Putting address grids back on the map

Growing up in the USA or Canada, we were used to maps overprinted with house address coordinate grids. Figure 1:

[Map: S. St. Paul, MN, USA] (圖 Image: 紅色為 S. St. Paul, Minnesota, USA 中有條無紊的門牌座標。 美、加做得到. House numbering system in red.)

Image: A map of this part of Lake County, Illinois, USA, showing Lake Forest, Highland Park (oblique), and greater Deerfield area addressing grid ticks, in red.

But well gosh, we've seen tons of web maps, you know, OpenStreetMap, Google Maps, etc. But no grids.

Sure, plenty of individual house number points, and even ranges, but no grids.

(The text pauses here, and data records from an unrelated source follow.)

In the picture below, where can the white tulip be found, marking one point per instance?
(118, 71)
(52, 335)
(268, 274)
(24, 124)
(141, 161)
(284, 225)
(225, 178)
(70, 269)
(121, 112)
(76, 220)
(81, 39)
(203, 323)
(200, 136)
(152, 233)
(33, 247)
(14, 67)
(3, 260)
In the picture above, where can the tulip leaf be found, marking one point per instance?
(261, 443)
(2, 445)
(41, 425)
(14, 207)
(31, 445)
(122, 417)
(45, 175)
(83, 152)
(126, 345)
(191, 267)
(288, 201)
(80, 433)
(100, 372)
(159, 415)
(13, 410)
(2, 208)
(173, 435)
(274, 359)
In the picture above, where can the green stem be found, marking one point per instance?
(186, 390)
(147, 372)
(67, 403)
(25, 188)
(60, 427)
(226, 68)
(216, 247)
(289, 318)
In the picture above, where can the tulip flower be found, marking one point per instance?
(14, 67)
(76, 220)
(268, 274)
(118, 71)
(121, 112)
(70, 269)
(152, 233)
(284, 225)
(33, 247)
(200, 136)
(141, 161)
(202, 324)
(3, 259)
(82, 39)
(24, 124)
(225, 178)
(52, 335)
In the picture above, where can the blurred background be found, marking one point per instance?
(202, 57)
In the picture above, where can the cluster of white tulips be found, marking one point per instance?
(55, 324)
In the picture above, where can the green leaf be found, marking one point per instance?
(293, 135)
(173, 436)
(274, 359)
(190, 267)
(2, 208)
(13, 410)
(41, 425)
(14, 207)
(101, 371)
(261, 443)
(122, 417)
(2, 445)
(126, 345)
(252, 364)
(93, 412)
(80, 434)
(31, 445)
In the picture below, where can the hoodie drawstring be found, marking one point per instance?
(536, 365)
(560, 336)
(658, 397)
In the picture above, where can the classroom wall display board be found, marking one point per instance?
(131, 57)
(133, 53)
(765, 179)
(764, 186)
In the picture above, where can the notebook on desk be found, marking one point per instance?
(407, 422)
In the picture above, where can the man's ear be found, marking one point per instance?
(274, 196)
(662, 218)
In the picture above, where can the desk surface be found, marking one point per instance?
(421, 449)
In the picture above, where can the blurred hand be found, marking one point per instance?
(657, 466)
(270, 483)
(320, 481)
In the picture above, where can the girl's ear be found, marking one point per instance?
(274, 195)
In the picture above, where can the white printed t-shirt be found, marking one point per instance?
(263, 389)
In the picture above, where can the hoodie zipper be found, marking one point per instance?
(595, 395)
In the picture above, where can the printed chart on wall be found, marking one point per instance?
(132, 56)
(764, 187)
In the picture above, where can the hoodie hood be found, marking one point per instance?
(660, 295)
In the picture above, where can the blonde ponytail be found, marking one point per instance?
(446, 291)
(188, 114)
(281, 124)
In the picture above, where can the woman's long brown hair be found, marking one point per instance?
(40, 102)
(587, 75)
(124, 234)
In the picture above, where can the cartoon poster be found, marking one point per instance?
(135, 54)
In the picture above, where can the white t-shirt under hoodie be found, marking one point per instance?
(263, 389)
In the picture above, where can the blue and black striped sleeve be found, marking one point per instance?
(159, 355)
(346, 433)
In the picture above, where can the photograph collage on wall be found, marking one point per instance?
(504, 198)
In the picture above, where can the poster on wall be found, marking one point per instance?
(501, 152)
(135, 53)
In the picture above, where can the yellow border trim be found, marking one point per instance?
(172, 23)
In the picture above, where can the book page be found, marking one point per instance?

Article half-baked. Read at own risk.

Yes, we often can see a reading of where our cursor is, and in e.g., Google Earth we can checkmark "View > grid" (CTRL+L) but that's just latitude and longitude.

What cities have these grids

Even many N. American cities don't have dominant street directions.

And even then, cities like St. Catherines Ont. just stick to "one street, one grid."

In steps EPSG

So how are we going to enable web maps to have grids like back in figure 1?

Well, each town needs its own EPSG-style grid definition! That way web developers would have a standard way to get the definition they need to display the grid in whatever fashion they want, or even just compute estimated house numbers, given a certain longitude and latitude.

Big mistake... many of these grids are simply PLSS based. So that's what we need to attach to when creating grids. Else it's never going to fit just right.

Examples

  1. Chicago, Illinois

    In simple terms, (0, 0) is at the corner of State and Madison Sts., 800 numbers per mile, with some quirks. PLSS based, so we any address grids we make should also be.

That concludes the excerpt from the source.